Le psychopathe est à son meilleur dans les situations de chaos et d’instabilité, il est donc particulièrement attiré par les entreprises nouvellement créées ou en cours de rénovation, dirigées par de nouveaux cadres. Dans l’environnement de travail, il peut paraître relativement normal et entreprenant, obtenant souvent un certain succès, grâce à sa capacité à nouer des relations avec des personnalités puissantes, influentes et utiles. Une des stratégies utilisées par le psychopathe pour faire carrière est d’identifier comment les différentes personnes peuvent le faciliter, en les utilisant aussi longtemps qu’il le faut, puis en les mettant de côté, en trahissant les promesses faites. Les psychopathes évitent les contextes de groupe et ne participent pas aux réunions, car ils changent d’attitude en fonction de l’interlocuteur et sont incapables de se présenter avec une façade unique et cohérente. Les assistants et collaborateurs sont exploités puis renvoyés avec nonchalance lorsqu’ils ne sont plus nécessaires. Le psychopathe alimente délibérément un climat de tension, fomentant des conflits entre collègues afin qu’ils n’échangent pas les informations dont ils disposent à son sujet. Les éventuels détracteurs sont neutralisés, non pas tant en recourant à la violence, mais plutôt en suscitant des doutes sur leur intégrité, leur loyauté et leur compétence. Il est donc clair que les psychopathes recherchent des organisations en transition ou qui ne disposent pas d’un système de contrôle rigide.

Critères de diagnostic

  • Tendent à ignorer et à violer les droits d’autrui. Les difficultés comportementales, qui sont susceptibles d’entraîner un comportement délinquant, sont souvent évidentes dès l’adolescence.

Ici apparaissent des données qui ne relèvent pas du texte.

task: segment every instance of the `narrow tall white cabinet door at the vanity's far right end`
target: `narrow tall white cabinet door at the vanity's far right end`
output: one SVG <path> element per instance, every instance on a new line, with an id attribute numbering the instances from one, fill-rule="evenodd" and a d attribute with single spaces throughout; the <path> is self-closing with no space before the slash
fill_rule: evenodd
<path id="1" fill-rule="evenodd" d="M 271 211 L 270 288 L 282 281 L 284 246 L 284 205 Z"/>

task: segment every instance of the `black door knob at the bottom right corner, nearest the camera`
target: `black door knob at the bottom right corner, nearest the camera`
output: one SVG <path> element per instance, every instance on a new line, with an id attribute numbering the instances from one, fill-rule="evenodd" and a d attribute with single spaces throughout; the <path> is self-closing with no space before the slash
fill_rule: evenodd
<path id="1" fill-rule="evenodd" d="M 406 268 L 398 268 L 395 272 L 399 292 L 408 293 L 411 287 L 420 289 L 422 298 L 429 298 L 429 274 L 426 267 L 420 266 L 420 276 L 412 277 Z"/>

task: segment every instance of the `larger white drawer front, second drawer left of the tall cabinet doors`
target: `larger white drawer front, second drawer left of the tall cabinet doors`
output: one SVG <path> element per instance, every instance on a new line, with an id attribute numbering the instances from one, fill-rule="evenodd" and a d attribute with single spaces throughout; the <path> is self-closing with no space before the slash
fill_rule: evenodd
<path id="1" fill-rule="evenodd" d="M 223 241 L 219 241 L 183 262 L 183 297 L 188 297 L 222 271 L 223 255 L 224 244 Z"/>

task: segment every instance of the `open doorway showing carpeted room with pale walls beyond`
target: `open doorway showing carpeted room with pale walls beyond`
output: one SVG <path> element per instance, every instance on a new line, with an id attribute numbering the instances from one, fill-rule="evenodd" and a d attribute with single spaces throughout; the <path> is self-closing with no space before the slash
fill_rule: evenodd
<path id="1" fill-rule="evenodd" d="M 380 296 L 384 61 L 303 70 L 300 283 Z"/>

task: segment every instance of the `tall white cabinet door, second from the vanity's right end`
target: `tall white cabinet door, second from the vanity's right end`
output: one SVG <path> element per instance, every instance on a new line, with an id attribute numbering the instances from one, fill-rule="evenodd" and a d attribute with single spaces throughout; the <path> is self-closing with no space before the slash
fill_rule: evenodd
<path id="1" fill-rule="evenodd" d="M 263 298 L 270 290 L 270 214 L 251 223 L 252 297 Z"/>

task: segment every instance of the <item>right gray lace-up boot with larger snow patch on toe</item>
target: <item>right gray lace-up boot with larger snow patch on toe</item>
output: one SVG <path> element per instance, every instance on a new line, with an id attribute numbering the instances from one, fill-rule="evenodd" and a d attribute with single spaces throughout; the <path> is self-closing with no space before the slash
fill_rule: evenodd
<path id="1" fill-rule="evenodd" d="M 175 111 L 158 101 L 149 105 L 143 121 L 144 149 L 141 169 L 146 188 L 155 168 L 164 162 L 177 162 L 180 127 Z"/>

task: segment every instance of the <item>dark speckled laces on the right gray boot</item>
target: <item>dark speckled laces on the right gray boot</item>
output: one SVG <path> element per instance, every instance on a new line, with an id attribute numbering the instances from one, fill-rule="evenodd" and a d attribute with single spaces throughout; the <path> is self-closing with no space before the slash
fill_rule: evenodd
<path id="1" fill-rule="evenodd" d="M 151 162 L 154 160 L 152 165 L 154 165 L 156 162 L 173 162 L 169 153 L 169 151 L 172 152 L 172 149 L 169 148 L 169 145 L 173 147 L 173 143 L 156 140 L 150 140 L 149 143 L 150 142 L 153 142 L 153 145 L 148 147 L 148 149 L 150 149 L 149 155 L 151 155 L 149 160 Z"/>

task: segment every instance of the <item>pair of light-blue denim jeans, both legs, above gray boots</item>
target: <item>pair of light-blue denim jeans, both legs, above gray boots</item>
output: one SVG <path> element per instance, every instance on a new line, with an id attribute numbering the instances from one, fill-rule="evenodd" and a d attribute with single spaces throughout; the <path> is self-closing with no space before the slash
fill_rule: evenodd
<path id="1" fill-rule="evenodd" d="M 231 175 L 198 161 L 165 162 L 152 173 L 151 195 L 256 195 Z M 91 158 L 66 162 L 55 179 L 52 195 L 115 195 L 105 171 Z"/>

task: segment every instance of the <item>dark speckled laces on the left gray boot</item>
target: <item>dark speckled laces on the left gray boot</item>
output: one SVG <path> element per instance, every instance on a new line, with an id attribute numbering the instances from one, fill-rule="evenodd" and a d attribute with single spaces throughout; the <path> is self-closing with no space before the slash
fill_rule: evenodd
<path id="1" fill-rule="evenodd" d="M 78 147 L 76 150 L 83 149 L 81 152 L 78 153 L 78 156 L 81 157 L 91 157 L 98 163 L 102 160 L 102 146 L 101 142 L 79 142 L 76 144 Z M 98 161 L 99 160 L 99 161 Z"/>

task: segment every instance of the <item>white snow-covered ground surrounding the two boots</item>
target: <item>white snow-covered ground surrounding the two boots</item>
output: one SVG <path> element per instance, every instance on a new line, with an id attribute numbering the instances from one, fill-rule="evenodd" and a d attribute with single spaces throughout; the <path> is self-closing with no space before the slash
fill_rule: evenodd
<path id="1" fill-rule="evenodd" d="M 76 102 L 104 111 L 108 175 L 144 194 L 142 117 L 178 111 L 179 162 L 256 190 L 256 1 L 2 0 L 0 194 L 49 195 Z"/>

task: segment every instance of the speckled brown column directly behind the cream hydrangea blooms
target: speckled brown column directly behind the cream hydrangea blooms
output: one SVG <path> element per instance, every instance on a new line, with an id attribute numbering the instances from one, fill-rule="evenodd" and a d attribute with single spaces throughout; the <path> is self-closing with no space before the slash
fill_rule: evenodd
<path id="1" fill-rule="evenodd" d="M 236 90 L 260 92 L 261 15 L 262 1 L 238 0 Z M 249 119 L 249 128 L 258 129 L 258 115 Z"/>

  • Incapacité à respecter les normes sociales en matière de comportement légal, révélée par la répétition de comportements susceptibles d’entraîner une arrestation, tels que le mensonge, le vol ou la tromperie.
  • Honnêteté, telle qu’indiquée par le mensonge, l’utilisation de faux noms, la tromperie d’autrui pour le profit ou le plaisir personnel. La ruse, combinée à l’agressivité, en fait de véritables maîtres dans l’art de la tromperie, souvent répertoriés dans les programmes de fraude et de prévention de la fraude.
  • Impulsivité et incapacité à planifier, qui déterminent une tendance à vivre intensément le moment présent.
  • Irritabilité et agressivité, comme l’indiquent les confrontations répétées ou les agressions physiques, qui révèlent une incapacité à se maîtriser.
  • Inquiétude irresponsable de sa propre sécurité
  • Incapacité habituelle d’être responsable, comme l’indique l’incapacité répétée de maintenir une activité professionnelle continue ou de faire face à des obligations financières.
  • Absence de remords, comme l’indique le fait d’être indifférent ou de rationaliser après avoir endommagé, abusé ou volé une autre personne. Incapacité à tirer les leçons des erreurs commises. Définir ces sujets simplement comme antisociaux signifie minimiser leurs symptômes et sous-estimer sérieusement leur dangerosité.